# diy slatwall



## JustLikeJames (Feb 14, 2014)

I came across plans from Woodsmith Shop for a slatwall system. They just screw a bunch of french cleats to 3/4 plywood and then fasten the whole assembly to the wall. 
Here's my question. Why not attach the cleats directly to the wall. You would only have to buy half the amount of plywood this way. I think the whole point of diy "slatwall" is saving some money.

Thanks.


----------



## sepeck (Jul 15, 2012)

Well, consider that there might be situations where you want to reduce the number of screws in your wall?
Perhaps you don't have a level wall? 
Perhaps you have a stud wall?

You could paint it red and hang it in a bedroom or something.

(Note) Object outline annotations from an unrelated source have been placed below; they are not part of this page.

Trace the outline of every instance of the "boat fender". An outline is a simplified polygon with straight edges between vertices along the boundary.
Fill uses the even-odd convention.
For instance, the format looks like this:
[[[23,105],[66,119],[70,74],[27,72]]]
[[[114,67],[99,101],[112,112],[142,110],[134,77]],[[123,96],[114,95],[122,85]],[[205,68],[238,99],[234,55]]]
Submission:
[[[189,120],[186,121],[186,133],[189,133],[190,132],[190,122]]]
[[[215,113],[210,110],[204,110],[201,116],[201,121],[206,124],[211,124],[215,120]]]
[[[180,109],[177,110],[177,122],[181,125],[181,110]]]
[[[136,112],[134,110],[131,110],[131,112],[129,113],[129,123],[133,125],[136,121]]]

Mine are secured to one of the walls in my garage directly but I need to sheet rock the other wall before I can put something there.


----------



## JustLikeJames (Feb 14, 2014)

Thanks. I don't think my wife would allow them in the bedroom, lol, but I do like the idea of being able to relocate them (if I move) as assembled panels. My walls are drywalled already though and I could use the savings on other shop stuff. Decisions, decisions.

Thanks again.



> Well, consider that there might be situations where you want to reduce the number of screws in your wall?
> Perhaps you don t have a level wall?
> Perhaps you have a stud wall?
> 
> ...


----------